Search code examples
rif-statementconditional-statementsmutate

Using group_by() to collapse a dataset in R based on conditions


I am trying to collapse a dataset based on conditions and groupings from another dataset. My current dataframe looks like this

For every 'RollNo' in every 'congress' I want a new variable indicating if the two senators in the same state voted together (1,0) and are in the same party (1,0)

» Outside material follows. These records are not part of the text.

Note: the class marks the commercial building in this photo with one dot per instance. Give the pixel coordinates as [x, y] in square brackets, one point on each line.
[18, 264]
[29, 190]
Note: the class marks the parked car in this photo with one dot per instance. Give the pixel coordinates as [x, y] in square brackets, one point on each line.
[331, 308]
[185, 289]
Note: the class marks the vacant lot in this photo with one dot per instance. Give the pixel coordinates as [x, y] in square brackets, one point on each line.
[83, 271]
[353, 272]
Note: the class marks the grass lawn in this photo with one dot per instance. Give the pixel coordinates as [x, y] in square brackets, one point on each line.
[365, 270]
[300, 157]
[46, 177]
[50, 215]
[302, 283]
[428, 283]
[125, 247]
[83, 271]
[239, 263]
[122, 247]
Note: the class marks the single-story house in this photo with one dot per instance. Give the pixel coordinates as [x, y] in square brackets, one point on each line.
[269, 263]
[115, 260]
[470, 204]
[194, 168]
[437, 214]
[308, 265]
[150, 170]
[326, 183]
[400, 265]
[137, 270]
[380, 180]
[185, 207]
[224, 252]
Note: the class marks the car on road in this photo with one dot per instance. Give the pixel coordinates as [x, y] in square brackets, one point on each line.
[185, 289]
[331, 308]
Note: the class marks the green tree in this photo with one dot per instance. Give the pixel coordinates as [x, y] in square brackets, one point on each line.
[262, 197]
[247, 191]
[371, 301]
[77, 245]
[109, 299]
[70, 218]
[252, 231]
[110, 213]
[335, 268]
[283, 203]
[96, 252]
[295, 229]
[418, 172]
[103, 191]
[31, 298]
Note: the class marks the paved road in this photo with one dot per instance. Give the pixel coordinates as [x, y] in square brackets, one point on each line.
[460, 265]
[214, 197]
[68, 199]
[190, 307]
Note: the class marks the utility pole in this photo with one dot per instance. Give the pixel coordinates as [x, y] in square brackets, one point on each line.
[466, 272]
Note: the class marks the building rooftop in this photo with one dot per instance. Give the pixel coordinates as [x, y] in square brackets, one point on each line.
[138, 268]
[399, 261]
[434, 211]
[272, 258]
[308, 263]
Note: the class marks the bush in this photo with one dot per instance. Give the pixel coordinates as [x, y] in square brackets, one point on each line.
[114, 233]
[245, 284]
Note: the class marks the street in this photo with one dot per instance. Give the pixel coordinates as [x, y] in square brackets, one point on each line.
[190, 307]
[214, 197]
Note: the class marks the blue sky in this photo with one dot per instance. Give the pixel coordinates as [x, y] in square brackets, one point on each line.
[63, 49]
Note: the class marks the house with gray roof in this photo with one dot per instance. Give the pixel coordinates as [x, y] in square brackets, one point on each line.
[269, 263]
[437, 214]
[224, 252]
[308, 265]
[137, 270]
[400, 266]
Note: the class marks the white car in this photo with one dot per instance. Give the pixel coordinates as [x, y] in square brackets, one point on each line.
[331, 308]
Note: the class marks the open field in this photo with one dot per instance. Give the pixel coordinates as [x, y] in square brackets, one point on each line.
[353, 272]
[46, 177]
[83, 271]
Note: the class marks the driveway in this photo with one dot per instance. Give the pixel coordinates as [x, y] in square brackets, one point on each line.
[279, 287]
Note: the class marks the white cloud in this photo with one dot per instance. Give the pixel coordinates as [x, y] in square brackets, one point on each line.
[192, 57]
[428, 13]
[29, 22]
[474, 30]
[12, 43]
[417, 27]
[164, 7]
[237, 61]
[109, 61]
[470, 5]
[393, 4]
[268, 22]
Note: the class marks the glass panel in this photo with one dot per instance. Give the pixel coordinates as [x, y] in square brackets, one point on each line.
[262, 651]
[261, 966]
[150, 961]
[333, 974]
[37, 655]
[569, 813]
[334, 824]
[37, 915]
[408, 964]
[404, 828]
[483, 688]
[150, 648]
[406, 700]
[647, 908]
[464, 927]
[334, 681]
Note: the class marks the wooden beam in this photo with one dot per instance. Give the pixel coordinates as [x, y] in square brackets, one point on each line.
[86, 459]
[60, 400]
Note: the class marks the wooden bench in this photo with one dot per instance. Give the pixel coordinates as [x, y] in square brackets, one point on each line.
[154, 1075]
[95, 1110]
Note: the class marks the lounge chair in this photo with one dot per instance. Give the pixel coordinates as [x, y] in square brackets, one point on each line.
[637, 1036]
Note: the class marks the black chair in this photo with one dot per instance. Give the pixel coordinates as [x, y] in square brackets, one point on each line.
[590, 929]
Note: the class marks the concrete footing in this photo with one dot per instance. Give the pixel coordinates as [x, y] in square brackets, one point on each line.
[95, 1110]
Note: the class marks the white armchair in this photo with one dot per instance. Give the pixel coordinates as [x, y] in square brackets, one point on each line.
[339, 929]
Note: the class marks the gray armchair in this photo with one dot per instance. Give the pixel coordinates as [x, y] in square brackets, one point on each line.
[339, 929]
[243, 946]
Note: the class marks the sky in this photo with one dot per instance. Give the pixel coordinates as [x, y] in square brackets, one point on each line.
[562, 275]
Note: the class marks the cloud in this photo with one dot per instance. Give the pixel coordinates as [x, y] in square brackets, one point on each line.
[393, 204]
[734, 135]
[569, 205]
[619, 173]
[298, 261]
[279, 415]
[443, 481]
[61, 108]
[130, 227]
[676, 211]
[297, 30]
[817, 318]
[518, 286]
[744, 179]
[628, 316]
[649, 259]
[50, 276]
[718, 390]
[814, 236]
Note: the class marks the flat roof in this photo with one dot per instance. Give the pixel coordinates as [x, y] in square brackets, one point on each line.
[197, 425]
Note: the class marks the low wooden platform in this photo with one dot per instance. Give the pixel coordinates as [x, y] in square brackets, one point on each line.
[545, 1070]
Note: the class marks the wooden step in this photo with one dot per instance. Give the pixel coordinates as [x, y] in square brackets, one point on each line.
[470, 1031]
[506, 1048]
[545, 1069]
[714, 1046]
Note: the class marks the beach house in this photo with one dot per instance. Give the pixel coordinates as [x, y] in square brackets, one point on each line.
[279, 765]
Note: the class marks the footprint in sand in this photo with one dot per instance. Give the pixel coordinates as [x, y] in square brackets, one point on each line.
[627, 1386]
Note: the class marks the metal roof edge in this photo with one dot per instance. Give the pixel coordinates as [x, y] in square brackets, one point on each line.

congress sen RollNo state Vote Party
106 Jay 1 Ark 1 Rep
106 Mary 1 Ark 1 Dem
106 Bill 2 Ten 2 Dem
106 Kevin 2 Ten 1 Dem
108 Sue 1 Ore 2 Rep
108 Sally 1 Ore 2 Rep
108 Lisa 3 SDak 1 Rep
108 Penny 3 SDak 2 Rep
109 Jay 1 Mich 1 Dem
109 Mary 1 Mich 9 Rep
109 Rudy 5 Cal 1 Dem
109 Niles 5 Cal 1 Dem

The new dataframe should look like this:

congress RollNo state Pair_Vote Pair_Party
106 1 Ark 1 0
106 2 Ten 0 1
108 1 Ore 1 1
108 3 SDak 0 1
109 1 Mich 0 0
109 5 Cal 1 1

I have tried the code below, tweaked it several times. My my dataset returns with the same observation and two new columns empty vectors for my new variables.

library(dplyr)
dataframe['Pair_Vote'] <- NA
dataframe['Pair_Party'] <- NA
newdata <- dataframe %>% group_by(congress, RollNo, state) %>% 
  mutate(Pair_Vote - case_when(any(Vote == Vote) ~ 1, FALSE ~ 0))

I'm at a loss.


Solution

  • Use mutate when you want to add columns to a data frame as-is, use summarize when you want the result to have one row per group. Your output has one row per group, so we will use summarize.

    And vote == vote won't do much useful, let's use n_distinct to count distinct values.

    dataframe %>% 
      group_by(congress, RollNo, state) %>% 
      summarize(
        Pair_Vote = ifelse(n_distinct(Vote) == 1, 1, 0),
        Pair_Party = ifelse(n_distinct(Party) == 1, 1, 0)
      )